The place buzzes and cackles with the dinner-hour
crowd filling in. I take a few more bites of my French fries and sip down my
Coke. Then, I slide my bag over my shoulder and walk out of the restaurant. Jaywalking,
I cross the street, which is narrow and full of slow moving cars. Soon, I
arrive back at his block, where I see his house unchanged. This time, I stride
all the way to his door and knock three times and stand back. The creak of
footsteps. The door swings open.

Robert stands there wearing a grey t-shirt, jeans.
Bare feet. His hair looks as if he’s just run from madmen.

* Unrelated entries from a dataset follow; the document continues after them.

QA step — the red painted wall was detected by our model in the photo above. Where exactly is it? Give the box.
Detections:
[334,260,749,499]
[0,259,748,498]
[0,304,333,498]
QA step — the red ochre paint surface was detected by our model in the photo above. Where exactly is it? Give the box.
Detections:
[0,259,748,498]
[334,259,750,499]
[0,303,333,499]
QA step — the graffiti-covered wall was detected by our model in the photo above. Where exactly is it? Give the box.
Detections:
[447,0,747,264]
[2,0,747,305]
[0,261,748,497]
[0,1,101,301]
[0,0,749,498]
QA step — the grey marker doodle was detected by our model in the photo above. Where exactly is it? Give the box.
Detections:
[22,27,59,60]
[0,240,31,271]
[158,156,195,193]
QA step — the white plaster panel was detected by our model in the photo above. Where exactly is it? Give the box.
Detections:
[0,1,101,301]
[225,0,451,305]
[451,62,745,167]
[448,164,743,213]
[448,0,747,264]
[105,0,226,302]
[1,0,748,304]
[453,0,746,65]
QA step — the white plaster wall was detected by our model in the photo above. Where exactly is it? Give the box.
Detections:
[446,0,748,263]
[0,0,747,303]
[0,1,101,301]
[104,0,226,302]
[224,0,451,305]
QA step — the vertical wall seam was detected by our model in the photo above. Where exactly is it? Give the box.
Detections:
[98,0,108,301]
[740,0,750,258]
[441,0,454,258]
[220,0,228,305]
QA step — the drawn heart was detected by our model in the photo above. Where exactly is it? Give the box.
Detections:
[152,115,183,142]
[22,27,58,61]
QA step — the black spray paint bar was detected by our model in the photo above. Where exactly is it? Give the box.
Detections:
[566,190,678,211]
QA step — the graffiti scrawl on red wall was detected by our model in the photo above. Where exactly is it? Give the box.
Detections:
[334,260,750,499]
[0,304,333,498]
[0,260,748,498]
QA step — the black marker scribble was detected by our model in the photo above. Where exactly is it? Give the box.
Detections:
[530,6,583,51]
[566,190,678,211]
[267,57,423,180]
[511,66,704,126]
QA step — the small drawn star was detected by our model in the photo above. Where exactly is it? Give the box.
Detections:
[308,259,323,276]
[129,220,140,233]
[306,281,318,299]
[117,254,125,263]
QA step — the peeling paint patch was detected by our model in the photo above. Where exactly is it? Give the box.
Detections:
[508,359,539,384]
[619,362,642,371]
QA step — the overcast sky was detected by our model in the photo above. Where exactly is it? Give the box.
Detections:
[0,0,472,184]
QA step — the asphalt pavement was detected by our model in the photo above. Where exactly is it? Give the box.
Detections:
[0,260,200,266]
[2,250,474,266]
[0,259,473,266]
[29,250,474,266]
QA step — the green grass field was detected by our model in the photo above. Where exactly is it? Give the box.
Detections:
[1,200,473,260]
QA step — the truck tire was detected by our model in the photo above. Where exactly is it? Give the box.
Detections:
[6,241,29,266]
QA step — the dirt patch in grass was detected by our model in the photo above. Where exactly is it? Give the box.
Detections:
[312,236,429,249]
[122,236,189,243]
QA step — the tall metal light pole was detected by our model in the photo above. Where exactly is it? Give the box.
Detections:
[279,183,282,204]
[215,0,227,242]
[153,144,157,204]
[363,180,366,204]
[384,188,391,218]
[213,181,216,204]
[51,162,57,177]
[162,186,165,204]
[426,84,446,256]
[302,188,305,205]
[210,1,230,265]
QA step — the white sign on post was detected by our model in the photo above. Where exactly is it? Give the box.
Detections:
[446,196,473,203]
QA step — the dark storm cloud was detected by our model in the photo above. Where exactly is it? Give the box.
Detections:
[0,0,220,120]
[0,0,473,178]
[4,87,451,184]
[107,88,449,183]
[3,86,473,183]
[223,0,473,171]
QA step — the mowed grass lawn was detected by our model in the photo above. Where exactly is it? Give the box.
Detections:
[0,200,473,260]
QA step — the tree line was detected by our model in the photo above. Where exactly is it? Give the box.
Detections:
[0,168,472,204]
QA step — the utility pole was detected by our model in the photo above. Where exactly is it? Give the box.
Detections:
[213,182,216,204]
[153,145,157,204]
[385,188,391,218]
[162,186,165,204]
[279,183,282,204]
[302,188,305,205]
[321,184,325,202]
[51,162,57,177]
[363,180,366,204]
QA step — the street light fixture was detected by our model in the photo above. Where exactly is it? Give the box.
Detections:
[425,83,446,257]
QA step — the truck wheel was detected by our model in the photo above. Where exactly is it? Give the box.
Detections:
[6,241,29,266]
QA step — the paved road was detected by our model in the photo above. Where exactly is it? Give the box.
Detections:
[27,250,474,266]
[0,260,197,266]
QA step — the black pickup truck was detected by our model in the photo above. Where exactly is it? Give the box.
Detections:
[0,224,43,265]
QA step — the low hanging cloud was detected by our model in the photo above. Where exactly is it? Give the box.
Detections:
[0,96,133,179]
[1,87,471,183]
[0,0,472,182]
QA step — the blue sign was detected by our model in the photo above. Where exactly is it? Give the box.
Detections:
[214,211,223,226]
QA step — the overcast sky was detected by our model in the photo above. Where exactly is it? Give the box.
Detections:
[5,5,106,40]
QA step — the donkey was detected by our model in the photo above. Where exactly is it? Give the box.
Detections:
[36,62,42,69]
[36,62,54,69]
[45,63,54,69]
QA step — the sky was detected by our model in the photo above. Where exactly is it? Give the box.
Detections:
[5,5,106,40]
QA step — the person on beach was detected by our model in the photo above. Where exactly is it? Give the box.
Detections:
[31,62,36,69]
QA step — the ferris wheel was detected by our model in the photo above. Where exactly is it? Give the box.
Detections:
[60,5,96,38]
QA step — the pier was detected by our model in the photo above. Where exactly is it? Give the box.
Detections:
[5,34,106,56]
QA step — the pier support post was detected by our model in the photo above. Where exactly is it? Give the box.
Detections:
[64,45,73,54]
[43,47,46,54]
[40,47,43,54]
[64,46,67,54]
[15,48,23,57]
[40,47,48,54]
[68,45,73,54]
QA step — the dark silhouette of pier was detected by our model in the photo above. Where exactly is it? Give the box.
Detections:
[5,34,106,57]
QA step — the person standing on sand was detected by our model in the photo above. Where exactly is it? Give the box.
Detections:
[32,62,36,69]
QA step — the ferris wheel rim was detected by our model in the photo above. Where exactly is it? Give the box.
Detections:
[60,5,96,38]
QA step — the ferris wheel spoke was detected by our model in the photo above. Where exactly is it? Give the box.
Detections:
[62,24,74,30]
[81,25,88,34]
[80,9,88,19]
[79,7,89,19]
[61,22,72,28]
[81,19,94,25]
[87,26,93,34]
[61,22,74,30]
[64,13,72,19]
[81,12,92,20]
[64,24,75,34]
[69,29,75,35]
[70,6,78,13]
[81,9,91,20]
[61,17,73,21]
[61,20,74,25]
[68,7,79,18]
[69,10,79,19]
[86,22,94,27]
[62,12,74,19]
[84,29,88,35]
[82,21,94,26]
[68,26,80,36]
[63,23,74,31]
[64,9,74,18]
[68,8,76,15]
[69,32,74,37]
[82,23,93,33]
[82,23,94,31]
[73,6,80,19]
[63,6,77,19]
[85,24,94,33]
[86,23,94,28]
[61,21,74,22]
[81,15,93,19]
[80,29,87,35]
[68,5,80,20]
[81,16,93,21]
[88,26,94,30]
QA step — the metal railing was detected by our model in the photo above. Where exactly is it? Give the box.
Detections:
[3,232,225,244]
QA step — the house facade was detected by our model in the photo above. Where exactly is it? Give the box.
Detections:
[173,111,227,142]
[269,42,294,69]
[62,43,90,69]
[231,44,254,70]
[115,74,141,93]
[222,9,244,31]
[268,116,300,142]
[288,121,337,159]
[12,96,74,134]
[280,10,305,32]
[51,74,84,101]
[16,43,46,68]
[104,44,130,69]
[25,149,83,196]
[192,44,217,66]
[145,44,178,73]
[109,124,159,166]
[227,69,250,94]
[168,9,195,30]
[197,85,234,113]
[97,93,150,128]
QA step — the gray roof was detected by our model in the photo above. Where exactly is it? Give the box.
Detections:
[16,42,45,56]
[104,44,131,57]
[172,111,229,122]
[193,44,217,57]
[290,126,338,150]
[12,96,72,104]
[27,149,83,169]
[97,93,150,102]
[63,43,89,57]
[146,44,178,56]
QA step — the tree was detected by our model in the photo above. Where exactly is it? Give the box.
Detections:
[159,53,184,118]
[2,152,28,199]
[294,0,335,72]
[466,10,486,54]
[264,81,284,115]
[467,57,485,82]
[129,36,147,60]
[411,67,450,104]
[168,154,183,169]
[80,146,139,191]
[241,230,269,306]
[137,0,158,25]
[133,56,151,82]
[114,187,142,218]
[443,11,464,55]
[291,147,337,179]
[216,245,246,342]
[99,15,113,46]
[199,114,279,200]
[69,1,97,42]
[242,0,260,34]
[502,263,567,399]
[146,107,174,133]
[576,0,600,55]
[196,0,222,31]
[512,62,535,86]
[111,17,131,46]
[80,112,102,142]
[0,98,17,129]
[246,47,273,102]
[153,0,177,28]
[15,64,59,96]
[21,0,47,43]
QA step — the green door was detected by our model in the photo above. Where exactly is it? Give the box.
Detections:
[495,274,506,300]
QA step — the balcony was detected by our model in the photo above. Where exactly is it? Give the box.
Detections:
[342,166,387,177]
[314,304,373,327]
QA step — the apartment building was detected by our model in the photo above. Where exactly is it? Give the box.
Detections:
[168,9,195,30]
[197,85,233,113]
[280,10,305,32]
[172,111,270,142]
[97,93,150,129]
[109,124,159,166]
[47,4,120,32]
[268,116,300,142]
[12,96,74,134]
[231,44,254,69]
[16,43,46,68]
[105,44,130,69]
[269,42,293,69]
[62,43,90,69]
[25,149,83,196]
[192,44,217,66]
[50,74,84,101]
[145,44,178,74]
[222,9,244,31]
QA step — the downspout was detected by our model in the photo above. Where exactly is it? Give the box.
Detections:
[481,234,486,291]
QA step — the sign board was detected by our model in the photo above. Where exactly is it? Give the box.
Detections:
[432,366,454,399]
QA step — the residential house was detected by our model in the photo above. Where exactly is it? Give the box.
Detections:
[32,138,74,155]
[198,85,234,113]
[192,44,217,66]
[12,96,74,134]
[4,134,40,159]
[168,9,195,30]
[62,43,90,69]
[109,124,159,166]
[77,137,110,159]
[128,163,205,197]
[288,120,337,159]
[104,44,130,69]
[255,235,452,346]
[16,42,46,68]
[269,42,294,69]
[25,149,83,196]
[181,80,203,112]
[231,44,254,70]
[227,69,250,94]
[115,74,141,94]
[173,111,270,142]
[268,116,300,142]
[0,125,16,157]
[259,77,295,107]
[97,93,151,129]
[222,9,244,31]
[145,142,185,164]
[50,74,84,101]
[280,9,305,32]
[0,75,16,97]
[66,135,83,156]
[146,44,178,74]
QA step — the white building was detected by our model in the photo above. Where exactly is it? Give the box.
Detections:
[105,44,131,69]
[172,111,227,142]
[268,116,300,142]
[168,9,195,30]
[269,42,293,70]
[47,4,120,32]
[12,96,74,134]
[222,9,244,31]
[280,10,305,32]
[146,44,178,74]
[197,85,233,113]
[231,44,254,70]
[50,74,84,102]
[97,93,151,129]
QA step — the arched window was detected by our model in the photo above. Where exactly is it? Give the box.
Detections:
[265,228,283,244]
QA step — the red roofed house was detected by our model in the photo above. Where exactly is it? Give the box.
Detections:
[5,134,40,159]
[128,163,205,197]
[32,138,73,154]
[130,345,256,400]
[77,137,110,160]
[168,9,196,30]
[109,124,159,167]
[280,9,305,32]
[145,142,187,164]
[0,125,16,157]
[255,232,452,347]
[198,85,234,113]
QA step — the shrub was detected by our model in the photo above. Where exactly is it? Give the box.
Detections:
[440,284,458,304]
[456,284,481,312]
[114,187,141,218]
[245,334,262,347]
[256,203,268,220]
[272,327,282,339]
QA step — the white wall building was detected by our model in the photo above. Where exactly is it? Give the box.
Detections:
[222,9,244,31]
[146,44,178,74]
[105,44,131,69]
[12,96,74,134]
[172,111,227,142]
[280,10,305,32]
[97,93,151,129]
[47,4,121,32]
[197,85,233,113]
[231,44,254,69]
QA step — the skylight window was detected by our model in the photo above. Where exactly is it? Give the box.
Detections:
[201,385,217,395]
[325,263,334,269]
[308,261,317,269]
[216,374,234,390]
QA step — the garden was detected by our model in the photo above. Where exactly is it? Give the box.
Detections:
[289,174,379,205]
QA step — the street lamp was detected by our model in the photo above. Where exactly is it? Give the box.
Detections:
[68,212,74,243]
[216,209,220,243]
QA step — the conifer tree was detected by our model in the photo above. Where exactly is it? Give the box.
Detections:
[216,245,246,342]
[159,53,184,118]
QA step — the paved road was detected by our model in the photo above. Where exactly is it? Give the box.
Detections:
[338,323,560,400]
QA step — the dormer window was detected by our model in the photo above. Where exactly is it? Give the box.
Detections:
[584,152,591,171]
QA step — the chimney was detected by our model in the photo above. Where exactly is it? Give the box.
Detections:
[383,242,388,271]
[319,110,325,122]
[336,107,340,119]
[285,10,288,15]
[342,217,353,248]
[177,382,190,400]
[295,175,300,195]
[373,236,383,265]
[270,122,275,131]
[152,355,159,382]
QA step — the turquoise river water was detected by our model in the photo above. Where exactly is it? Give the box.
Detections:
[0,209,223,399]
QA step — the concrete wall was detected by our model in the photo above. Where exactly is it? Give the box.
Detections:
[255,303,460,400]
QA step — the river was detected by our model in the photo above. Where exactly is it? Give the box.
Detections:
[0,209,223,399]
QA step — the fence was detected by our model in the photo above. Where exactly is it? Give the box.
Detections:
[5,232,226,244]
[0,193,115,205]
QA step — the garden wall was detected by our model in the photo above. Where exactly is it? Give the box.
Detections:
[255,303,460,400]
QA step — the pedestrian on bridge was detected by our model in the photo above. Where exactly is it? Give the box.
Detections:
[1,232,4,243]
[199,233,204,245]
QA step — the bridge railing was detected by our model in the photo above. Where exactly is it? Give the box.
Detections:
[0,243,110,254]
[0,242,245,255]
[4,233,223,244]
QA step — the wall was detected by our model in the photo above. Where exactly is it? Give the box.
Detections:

“Hi,” I say, the only word of which I’m capable
because I have the urge to jump on a horse and ride away into the night. “Can I
come in for a minute?”

His hand still holds the doorknob and for a
second he just looks at me. Then he makes a sweeping gesture, which causes queasy
swirls in my stomach. Even so, I stride inside his house, my flats clacking on
his stone floors. He closes the door. Only one black sofa sits against the wall
under the window. In front of it is a small glass coffee table. One long
blood-colored rug lies on the floor. It looks Persian, exotic. On the left, the
kitchen looks darkly lit and empty, full of sharp metallic corners. Off to the
right is, I assume, his bedroom, maybe an office. Nearby is a long black
rectangular dining table under a modern chandelier that looks like sharp knives
dangling.

“What do you want?” he asks, his blue eyes
looking bloodshot. His biceps under his short sleeves look as though they could
hurt someone. I smell the faint scent of alcohol.